Tuesday, November 27, 2012

2012 Bye-Election Navel Gazing

So what did we learn Monday night?

Well, we learned that some polling can be pretty darned accurate.  Polls showed the Liberals about 3-5% back of the Reform-Conservative candidate in Calgary Center, and they were pretty dead-on.

We learned that there are strong rifts within the CPC - most pronounced in AB.  We also learned that voters are not “overjoyed” by Stephen Harper’s performance.  So unimpressed, in fact, that they actually voted for... wait for it... a... a... LIBERAL!!!

We learned that an incredible, well-organized campaign cannot win on it’s own merits.

We learned that cooperation with other parties is a NON-STARTER.  The LPC must build back to what it was, with a discussion of ideas - but more importantly - a means to consistently and effectively convey those ideas.  For all serious talk of “mergers”, “coalitions”, and “cooperation”, discussing it openly appears to be the “kiss of death”, and certainly leaves the ones wishing for it appearing desperate.

We learned that the NDP also has reasons to fear it’s own standing.  BC should have been an easy “layup” for the NDP after the “Orange Crush” of 2011, but the fear and mistrust of Mulcair within that party is showing.  There are divisions within the NDP which are starting to fester. Word is, there are some speed bumps ahead which may just rattle the Orange jalopy apart.

We learned that the Greens ARE a factor... and it’s NOT only because they’re another “alternative” to this or that party.  It’s because people in North America as a whole are WAKING UP to the realities of climate change and WANT to do something about it, no matter what the mainstream parties say.

We learned that the LPC didn’t actually do bad at all - actually did exceedingly well in a Conservative bastion.

So, where does the LPC go from here?  

The LPC leadership contest will provide a partial answer to that question.  Liberals are fairly preoccupied with the leadership right now (for good reason).  There is still much work to be done.  Much of the excitement around an LPC leadership race won’t really translate to activity on the ground until the new year.  At that time we’ll see the BC LPC AGM (with several candidates from BC, this will be a key stop for all candidates), an OLP leadership race involving many LPC members, MPs and former candidates (this will draw out a lot of new supporters), and a general strong focus as April draws near. Add a busy Quebec Liberal leadership race, and you're going to see a lot of the word "liberal" in the media over the next 6 months (like it or not).

Once the leadership battle is “joined” in earnest (and before the membership cut-offs), we’ll see more of an effort to recruit and grow the party from the leadership camps.  You’ll see more discussion of details behind platforms and strategies, and you’ll see a general increase in media and public attention.

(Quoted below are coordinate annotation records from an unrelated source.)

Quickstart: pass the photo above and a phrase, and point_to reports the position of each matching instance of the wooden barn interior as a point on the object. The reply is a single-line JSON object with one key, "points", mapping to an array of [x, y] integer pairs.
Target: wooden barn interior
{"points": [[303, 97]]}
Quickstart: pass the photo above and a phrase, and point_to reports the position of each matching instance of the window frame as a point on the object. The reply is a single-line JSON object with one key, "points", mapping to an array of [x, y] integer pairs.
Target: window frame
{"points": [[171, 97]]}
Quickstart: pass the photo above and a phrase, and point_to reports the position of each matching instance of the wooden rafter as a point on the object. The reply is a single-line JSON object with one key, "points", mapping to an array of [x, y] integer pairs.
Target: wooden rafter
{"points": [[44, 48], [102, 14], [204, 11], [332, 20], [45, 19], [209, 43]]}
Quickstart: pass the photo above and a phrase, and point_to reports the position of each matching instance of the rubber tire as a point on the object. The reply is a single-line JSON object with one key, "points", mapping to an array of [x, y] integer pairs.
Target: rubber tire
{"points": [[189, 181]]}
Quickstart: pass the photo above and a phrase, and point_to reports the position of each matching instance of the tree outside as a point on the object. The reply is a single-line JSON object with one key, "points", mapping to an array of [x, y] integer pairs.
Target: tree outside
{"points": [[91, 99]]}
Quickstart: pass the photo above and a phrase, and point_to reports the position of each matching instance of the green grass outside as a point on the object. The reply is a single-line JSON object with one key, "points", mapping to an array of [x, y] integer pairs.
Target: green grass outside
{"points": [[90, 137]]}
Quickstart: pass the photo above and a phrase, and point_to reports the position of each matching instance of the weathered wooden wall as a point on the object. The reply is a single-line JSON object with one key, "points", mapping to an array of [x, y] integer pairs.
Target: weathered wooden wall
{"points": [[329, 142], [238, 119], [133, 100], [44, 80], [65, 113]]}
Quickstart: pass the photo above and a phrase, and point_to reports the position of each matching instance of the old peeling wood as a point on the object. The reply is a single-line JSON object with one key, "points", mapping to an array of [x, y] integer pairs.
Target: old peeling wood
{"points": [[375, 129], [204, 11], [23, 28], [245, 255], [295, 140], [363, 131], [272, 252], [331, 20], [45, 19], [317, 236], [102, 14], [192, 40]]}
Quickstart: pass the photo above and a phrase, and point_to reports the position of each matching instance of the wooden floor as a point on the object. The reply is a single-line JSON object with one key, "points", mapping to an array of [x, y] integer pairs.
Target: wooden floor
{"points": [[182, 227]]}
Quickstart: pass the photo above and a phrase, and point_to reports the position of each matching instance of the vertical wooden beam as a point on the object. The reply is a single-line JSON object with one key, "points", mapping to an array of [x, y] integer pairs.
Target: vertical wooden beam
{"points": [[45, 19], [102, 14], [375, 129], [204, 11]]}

The convention - like many before it - will help define the “personality” of the party.  Is the Liberal Party youthful and brimming with new ideas, as we saw at the 2012 Biennial Convention?  Is it a party mirroring the LPC that existed merely 5-7 years ago?  Or, will it reflect the moxie, energy, and verve of the Chretien years, and the Trudeau years before that?

The January 2012 Biennial did much to begin the process of renewal.  The new LPC National Exec has taken the lead in pushing along the communication required for a dialogue - with what resources they have.  The party has been growing, raising funds, and building on new ideas.  The raw membership and supporter numbers are most encouraging.  With them we’ll eventually see the increase in funds, but the increase in numbers also means that the message - the IDEA - of a moderate centrist party of economic responsibility with social conscience, still resonates with Canadians.

Making a dent in “Fortress Alberta” (Firewall and all) was a great “show of force” during the Liberal comeback...  Hard work and a vigorous leadership contest should help clear the rest of the way. Hard work will be required in rural Canada, and a strategy to cut into the Green and NDP vote needs to exist. In the West, Liberals will face tougher competition from these two parties in urban centers. In the East the LPC must draw in Progressive Conservatives who want a government that practices "fiscal competence".

Tough task? Always has been. For over 100 years the Liberal Party of Canada has pragmatically done what was right for Canada and Canadians. It has balanced the rhetoric of the far left and far right with policy which benefits most Canadians. Policy which helps grow the "middle class". Policy which helps build this great nation. When Canadians are once again able to clearly hear that Liberal vision painted boldly by a party comfortable with itself in conveying it, the LPC will be back.

Don't be surprised if this happens some time before 2015.